I landed on water and set the Altitude Guage back to zero, but is sea level zero?

And why would the altitude reading change.

I even swirtched ICONs and altitude stayed the same. (I was hoping it would reset.)

29.92 is the "average" (mean, really) atmospheric pressure at sea level, used as "standard air pressure."

 

In the real world, as the weather changes the pressure changes, altering the altitude shown on your altimeter. Before taking off, you need to adjust your altimeter in one of two ways:

 

1) By dialing in the current pressure from local weather information, or...

 

2) As you did, by adjusting the shown altitude to your known, correct altitude. If you are not at sea level, you use the altitude for your location. It can be taken from the airfield elevation data on charts (or the in-game Map), for example. It's often conveniently painted in large numbers on hangars or other buildings on the flight line, too.

 

If you did not adjust the altimeter, and today's pressure was lower than yesterday's, the instrument would say you are higher than you really are, which could let bad things happen, especially in poor visibility.

 

You also have to adjust the altimeter while flying, as the pressure isn't constant over the whole world and you need to match what's current for your local area. Otherwise, your altimeter would not be giving you correct information.

 

You don't need to worry about any of this in Flight, as it doesn't model atmospheric pressure variations. Just keep it on 29.92.

  • Author

Thanks.

That's very clear.

Since I've been learning about VOR, HSI, and all that, I've been aggressively fiddling with dials.
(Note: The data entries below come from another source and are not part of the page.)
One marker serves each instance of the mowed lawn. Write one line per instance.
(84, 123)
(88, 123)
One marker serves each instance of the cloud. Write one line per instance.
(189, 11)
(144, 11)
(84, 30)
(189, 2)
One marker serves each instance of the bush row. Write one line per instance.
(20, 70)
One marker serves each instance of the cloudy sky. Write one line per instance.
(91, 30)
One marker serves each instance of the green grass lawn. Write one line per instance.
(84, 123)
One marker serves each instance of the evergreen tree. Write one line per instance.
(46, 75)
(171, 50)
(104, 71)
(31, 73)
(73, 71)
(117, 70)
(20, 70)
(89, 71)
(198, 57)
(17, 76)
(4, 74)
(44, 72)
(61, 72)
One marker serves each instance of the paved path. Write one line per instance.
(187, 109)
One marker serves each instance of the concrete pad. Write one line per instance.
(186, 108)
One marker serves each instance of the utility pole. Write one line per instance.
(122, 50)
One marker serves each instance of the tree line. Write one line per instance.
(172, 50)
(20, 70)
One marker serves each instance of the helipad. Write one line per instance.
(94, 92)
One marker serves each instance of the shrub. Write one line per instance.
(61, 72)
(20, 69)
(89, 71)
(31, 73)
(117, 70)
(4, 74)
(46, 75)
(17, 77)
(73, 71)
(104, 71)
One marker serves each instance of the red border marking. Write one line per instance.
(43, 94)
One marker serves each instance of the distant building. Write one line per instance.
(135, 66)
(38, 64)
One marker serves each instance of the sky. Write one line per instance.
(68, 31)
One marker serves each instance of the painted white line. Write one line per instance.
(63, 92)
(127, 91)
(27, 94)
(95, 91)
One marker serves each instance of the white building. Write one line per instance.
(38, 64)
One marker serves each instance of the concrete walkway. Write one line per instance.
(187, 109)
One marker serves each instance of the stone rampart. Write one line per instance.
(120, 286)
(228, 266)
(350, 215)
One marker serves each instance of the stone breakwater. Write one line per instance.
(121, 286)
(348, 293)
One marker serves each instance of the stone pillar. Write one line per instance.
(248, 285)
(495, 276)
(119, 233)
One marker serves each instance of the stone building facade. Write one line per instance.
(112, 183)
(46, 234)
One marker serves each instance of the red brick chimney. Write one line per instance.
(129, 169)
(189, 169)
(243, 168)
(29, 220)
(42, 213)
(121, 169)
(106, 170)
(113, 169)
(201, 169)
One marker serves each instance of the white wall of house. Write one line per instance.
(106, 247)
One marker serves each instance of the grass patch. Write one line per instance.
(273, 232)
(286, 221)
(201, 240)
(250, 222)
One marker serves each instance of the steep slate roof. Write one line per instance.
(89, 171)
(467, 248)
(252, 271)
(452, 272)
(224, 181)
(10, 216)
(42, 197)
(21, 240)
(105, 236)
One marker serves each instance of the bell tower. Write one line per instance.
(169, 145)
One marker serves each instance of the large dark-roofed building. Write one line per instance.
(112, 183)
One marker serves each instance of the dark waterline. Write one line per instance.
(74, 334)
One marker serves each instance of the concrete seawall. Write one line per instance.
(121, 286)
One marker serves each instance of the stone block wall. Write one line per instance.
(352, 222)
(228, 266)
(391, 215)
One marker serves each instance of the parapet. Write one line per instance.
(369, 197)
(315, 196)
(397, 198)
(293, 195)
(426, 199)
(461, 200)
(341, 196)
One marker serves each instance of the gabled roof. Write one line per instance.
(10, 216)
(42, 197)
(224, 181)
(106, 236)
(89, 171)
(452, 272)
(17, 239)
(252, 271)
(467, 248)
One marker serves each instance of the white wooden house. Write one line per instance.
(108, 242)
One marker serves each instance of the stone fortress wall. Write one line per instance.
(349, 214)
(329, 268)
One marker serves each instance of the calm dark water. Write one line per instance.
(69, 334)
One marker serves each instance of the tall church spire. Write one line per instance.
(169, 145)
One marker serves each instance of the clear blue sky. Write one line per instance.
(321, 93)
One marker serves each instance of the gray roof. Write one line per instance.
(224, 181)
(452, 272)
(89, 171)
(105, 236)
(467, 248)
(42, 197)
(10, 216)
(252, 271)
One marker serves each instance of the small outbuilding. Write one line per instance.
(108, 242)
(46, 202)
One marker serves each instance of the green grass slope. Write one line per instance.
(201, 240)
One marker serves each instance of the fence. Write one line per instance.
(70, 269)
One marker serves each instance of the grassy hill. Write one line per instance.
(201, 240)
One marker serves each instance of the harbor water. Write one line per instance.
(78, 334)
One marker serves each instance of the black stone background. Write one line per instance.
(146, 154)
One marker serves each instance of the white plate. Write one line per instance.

('Don't press that red button'!)

That would be the "ejection" button on the stick - handy for getting rid of the little pisser at 5000 ft. :LMAO:

 

Best regards.

Luis

do.png Hot, humid Caribbean paradise!

That would be the "ejection" button on the stick - handy for getting rid of the little pisser at 5000 ft. :LMAO:

 

Best regards.

Luis

 

I'd love to use that on some of my copilots. :Monkey:

 

Then again, maybe all of them... :diablo:

There's no place like this place, so this must be the place.

Pretty much every P-3 I've been in had the FE mic button on the center control pedestal re-labled as either "Copilot Eject" or "Nav Eject".